De jaarlijkse exploitatiesubsidie bedraagt maximaal:

 

Categorie 1: Europese niet-gouvernementele organisaties (Engo's)

50 000 EUR voor aanvragen voor kaderpartnerschapsovereenkomsten

35 000 EUR voor aanvragen voor jaarlijkse exploitatiesubsidies

 

Categorie 2: EU-brede netwerken

50 000 EUR voor aanvragen voor kaderpartnerschapsovereenkomsten

35 000 EUR voor aanvragen voor jaarlijkse exploitatiesubsidies


(1)  Voor nadere gegevens over de toekenningscriteria wordt verwezen naar hoofdstuk 9 van de Richtsnoeren voor aanvragers.
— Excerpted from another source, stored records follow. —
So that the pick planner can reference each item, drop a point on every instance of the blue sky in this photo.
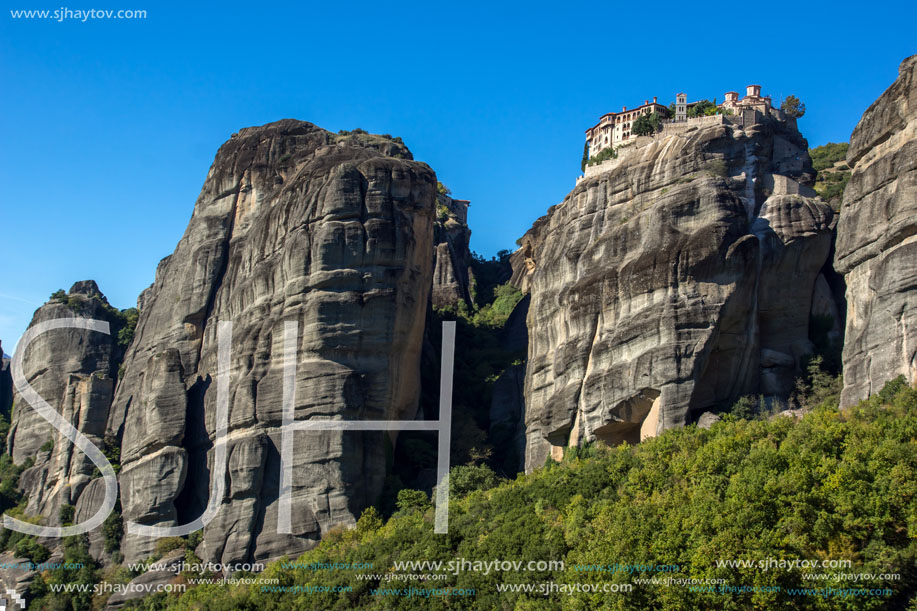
(109, 126)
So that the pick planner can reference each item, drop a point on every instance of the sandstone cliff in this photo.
(74, 370)
(877, 242)
(675, 282)
(293, 224)
(451, 254)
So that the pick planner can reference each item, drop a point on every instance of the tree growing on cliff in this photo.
(646, 125)
(793, 106)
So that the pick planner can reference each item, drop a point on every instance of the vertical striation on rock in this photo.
(675, 282)
(877, 242)
(74, 371)
(451, 254)
(293, 224)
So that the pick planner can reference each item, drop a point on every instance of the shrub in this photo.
(609, 153)
(793, 107)
(410, 500)
(468, 478)
(66, 514)
(29, 547)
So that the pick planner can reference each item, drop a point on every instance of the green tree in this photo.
(793, 107)
(646, 125)
(409, 500)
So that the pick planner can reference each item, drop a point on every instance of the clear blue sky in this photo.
(109, 126)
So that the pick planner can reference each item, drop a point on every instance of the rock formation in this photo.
(293, 224)
(6, 385)
(671, 283)
(74, 370)
(877, 242)
(451, 254)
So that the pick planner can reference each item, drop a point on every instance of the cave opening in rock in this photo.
(632, 420)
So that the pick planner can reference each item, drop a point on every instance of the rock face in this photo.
(6, 385)
(673, 283)
(877, 242)
(74, 371)
(451, 254)
(293, 224)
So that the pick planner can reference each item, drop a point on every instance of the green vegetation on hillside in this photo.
(832, 486)
(647, 125)
(826, 155)
(833, 173)
(793, 106)
(609, 153)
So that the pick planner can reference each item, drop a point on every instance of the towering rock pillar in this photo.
(877, 242)
(293, 224)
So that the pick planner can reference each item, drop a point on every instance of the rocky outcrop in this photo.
(74, 371)
(6, 385)
(451, 254)
(877, 242)
(671, 284)
(293, 224)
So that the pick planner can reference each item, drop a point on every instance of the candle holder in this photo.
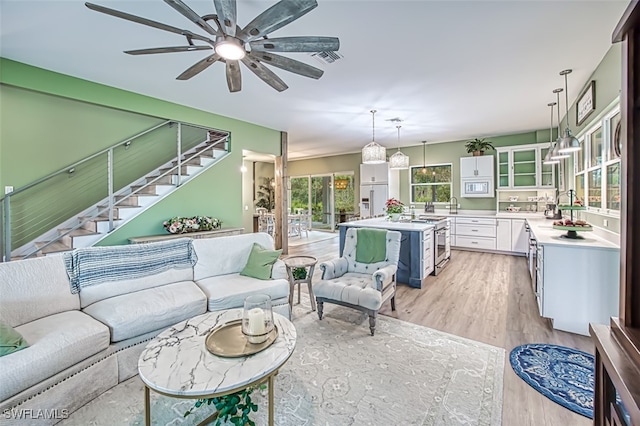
(257, 318)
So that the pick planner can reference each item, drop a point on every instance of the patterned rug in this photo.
(340, 375)
(564, 375)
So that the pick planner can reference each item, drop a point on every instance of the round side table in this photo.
(307, 262)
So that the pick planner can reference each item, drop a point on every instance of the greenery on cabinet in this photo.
(478, 146)
(267, 194)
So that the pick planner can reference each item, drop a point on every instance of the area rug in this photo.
(341, 375)
(564, 375)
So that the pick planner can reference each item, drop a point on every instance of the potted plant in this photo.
(478, 146)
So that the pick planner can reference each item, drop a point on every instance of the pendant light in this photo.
(547, 158)
(556, 154)
(399, 161)
(373, 153)
(568, 143)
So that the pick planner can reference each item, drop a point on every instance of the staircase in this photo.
(93, 224)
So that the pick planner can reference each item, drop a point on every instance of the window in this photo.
(434, 185)
(597, 180)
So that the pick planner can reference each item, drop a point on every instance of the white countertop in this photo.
(546, 235)
(383, 223)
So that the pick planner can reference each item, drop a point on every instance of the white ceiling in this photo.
(450, 69)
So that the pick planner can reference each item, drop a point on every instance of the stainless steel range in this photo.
(442, 239)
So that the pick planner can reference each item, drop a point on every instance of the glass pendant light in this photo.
(373, 153)
(547, 158)
(424, 158)
(555, 153)
(568, 143)
(399, 161)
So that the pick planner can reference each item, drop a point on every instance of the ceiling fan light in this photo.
(229, 48)
(569, 143)
(373, 153)
(399, 161)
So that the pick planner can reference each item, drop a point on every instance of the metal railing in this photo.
(97, 185)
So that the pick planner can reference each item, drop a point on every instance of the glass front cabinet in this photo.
(521, 167)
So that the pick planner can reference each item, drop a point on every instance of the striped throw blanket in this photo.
(95, 265)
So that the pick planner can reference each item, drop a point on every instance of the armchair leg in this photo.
(372, 322)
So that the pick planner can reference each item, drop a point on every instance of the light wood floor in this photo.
(485, 297)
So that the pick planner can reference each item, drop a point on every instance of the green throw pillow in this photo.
(10, 340)
(260, 262)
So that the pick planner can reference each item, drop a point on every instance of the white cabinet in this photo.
(521, 166)
(480, 166)
(426, 262)
(476, 233)
(374, 173)
(519, 236)
(503, 235)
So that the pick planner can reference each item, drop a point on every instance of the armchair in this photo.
(362, 278)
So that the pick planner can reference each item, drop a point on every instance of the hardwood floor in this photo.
(485, 297)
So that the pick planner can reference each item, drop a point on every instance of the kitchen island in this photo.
(416, 247)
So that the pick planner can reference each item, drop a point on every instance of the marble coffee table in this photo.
(176, 363)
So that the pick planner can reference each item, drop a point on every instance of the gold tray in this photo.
(229, 342)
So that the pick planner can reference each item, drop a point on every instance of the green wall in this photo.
(66, 118)
(436, 153)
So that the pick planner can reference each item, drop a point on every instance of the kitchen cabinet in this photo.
(521, 166)
(475, 233)
(503, 235)
(374, 173)
(471, 167)
(519, 236)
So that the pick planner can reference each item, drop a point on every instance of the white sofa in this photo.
(80, 345)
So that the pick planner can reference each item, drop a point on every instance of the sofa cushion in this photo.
(229, 291)
(260, 262)
(98, 292)
(226, 255)
(56, 342)
(136, 313)
(34, 288)
(10, 340)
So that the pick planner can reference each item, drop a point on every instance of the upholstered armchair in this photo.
(364, 277)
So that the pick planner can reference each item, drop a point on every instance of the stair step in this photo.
(127, 200)
(56, 247)
(193, 162)
(142, 190)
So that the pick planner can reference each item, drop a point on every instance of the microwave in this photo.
(478, 188)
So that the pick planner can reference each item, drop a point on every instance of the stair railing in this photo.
(23, 214)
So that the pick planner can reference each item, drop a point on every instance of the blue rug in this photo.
(562, 374)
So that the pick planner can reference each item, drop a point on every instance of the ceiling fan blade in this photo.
(145, 21)
(198, 67)
(288, 64)
(191, 15)
(265, 74)
(277, 16)
(296, 44)
(227, 15)
(166, 50)
(234, 79)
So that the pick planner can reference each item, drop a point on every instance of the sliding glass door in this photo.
(329, 198)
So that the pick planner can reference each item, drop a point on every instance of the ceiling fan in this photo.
(233, 44)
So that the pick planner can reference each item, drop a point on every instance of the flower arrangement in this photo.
(394, 206)
(181, 225)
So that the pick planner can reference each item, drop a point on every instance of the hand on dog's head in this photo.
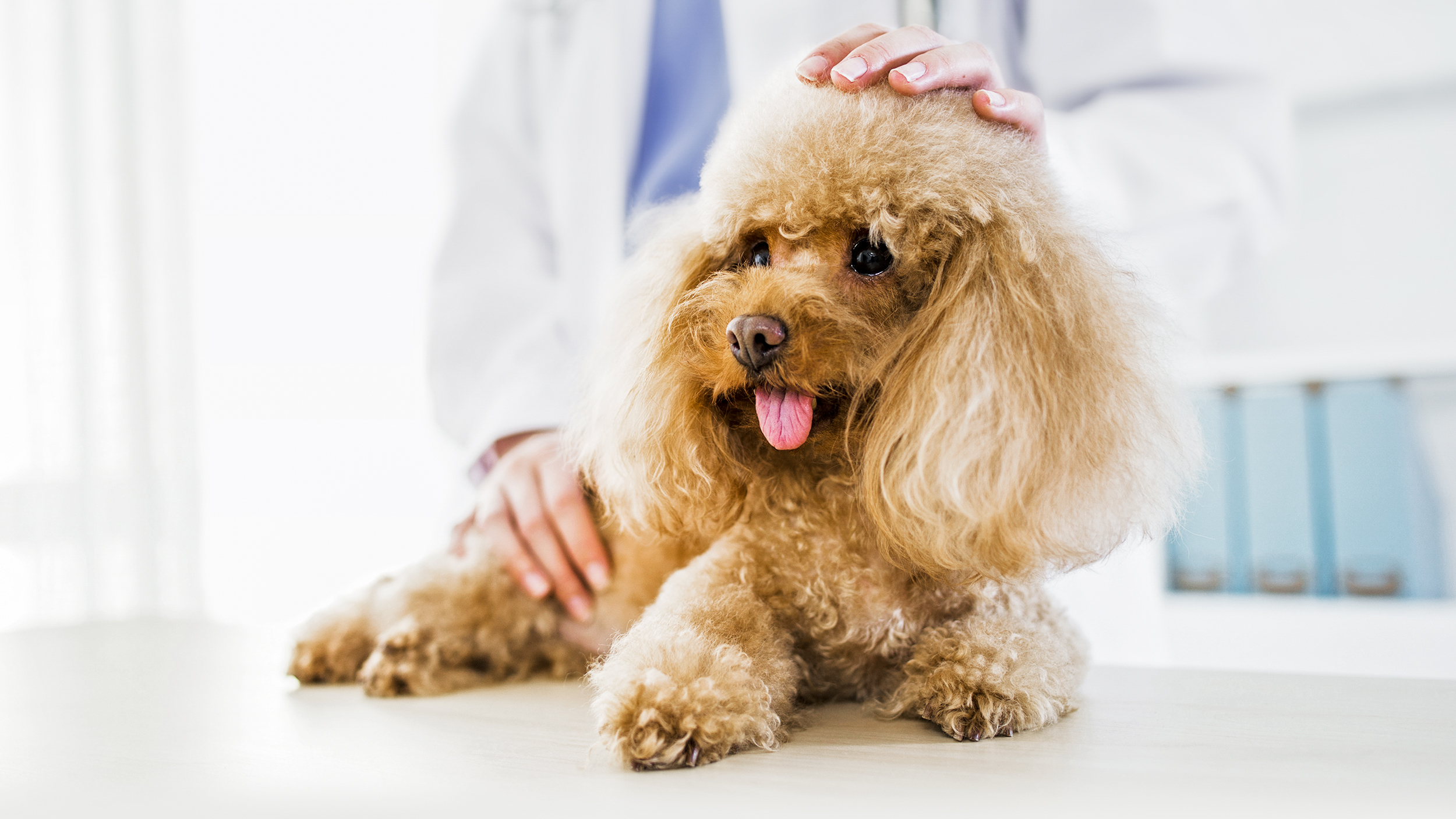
(887, 290)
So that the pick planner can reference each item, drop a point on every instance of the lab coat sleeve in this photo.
(499, 356)
(1164, 133)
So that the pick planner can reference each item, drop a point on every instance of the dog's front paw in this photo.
(415, 660)
(982, 715)
(333, 646)
(656, 722)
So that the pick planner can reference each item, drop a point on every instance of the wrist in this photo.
(496, 451)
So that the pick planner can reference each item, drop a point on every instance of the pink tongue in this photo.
(784, 416)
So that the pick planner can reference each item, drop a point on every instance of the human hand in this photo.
(918, 60)
(532, 511)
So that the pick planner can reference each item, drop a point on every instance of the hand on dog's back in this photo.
(916, 60)
(533, 512)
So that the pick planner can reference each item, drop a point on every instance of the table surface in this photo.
(193, 719)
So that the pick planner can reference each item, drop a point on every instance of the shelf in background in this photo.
(1303, 634)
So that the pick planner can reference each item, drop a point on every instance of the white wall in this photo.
(319, 184)
(1367, 271)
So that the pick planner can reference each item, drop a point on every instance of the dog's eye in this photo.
(870, 258)
(761, 257)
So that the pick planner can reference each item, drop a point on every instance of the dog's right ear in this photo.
(648, 444)
(1027, 422)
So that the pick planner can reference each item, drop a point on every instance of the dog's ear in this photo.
(1023, 424)
(648, 442)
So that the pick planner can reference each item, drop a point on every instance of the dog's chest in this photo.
(829, 575)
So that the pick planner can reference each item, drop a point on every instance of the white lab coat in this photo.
(1160, 126)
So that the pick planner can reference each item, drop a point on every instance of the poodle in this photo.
(870, 388)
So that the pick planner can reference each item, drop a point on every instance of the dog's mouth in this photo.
(785, 416)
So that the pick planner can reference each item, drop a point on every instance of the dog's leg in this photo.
(1012, 665)
(447, 623)
(708, 669)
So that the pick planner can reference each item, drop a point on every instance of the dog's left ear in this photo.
(1024, 424)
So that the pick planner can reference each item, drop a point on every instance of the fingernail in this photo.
(598, 576)
(852, 69)
(580, 608)
(813, 69)
(536, 585)
(912, 72)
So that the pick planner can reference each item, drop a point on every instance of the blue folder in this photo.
(1384, 512)
(1277, 477)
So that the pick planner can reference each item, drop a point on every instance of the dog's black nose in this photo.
(756, 339)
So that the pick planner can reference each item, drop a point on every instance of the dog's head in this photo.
(886, 289)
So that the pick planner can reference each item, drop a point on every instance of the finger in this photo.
(814, 69)
(535, 527)
(572, 518)
(959, 66)
(496, 529)
(871, 62)
(458, 547)
(1014, 108)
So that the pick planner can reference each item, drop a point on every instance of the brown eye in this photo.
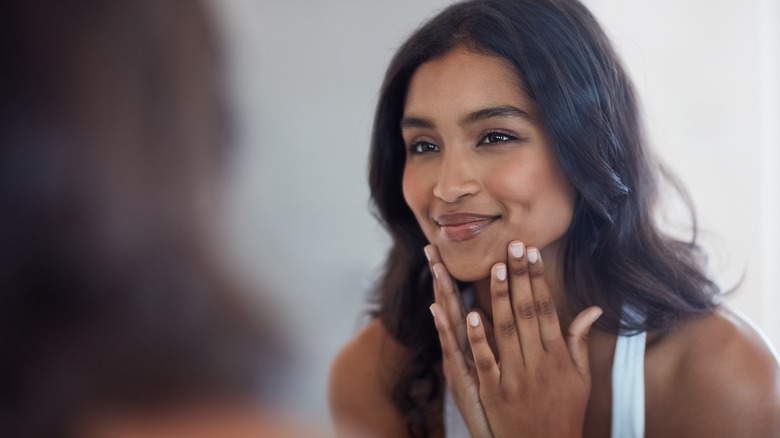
(422, 148)
(496, 137)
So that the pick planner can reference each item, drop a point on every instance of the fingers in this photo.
(445, 289)
(484, 360)
(451, 352)
(544, 304)
(524, 306)
(578, 338)
(504, 324)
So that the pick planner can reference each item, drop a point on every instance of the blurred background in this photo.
(304, 79)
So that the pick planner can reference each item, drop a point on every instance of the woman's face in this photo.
(479, 169)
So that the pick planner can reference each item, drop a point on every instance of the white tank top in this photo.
(628, 393)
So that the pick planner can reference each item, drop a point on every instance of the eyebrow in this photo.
(489, 113)
(470, 118)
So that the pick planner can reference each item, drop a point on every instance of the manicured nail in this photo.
(517, 249)
(501, 272)
(533, 255)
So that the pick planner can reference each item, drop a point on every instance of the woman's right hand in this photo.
(541, 385)
(449, 314)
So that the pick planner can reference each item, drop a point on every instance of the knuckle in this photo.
(542, 375)
(483, 363)
(536, 273)
(507, 329)
(476, 338)
(528, 310)
(545, 306)
(520, 270)
(501, 292)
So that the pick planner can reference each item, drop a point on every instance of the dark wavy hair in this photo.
(615, 255)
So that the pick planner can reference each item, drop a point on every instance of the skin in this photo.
(527, 366)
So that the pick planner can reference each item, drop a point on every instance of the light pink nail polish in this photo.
(533, 255)
(501, 272)
(517, 250)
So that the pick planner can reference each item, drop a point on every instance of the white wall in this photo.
(305, 75)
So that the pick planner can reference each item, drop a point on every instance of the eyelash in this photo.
(509, 137)
(415, 148)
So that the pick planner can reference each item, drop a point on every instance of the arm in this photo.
(724, 382)
(360, 382)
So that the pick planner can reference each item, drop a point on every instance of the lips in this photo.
(463, 226)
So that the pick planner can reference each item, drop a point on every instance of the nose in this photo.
(456, 179)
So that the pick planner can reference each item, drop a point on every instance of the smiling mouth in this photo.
(458, 227)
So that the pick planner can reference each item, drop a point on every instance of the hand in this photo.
(541, 385)
(457, 363)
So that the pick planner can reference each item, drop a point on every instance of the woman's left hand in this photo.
(541, 385)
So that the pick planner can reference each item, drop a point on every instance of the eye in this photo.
(422, 147)
(496, 137)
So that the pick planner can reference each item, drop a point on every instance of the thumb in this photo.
(578, 338)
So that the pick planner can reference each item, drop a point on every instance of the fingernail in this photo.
(517, 250)
(501, 272)
(533, 255)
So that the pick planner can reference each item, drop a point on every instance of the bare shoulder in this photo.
(715, 376)
(360, 385)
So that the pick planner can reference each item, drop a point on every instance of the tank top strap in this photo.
(628, 386)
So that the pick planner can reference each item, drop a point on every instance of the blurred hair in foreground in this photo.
(115, 317)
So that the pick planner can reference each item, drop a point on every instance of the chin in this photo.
(468, 269)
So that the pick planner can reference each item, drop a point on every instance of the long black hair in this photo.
(615, 255)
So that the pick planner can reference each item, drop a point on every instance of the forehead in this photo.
(463, 80)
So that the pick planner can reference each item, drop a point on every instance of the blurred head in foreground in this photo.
(112, 133)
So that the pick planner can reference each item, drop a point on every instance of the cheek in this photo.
(536, 193)
(414, 189)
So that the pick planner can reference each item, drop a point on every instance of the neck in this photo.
(553, 273)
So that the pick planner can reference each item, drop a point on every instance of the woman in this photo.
(116, 318)
(508, 144)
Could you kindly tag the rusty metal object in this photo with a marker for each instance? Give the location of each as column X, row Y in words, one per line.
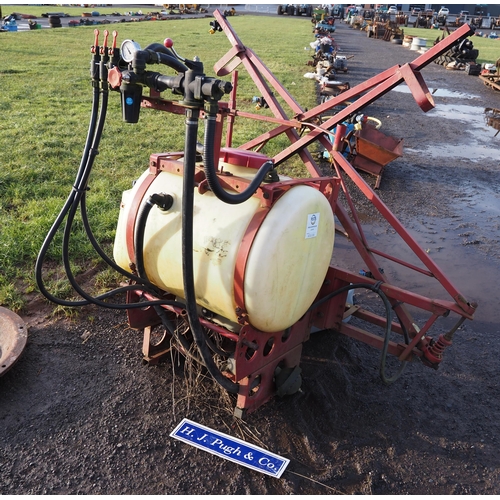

(2)  Alle andere administratieve documenten die overeenkomstig de Richtsnoeren voor aanvragers vereist zijn, moeten uiterlijk op 17 december 2014 (vóór 12.00 uur 's middags, Brusselse tijd) per e-mail worden ingediend bij het Uitvoerend Agentschap onderwijs, audiovisuele media en cultuur op het volgende e-mailadres: Perceel 1: EACEA-CIVIL-EDU@ec.europa.eu Formula Perceel 2: EACEA-YOUTH@ec.europa.eu

(3)  Voor nadere gegevens over de in te dienen bijlagen wordt verwezen naar hoofdstuk 14 van de Richtsnoeren voor aanvragers.

(4)  De Engo moet aantonen dat alle nationale organisaties/afdelingen statutair met het Europese orgaan/secretariaat verbonden zijn.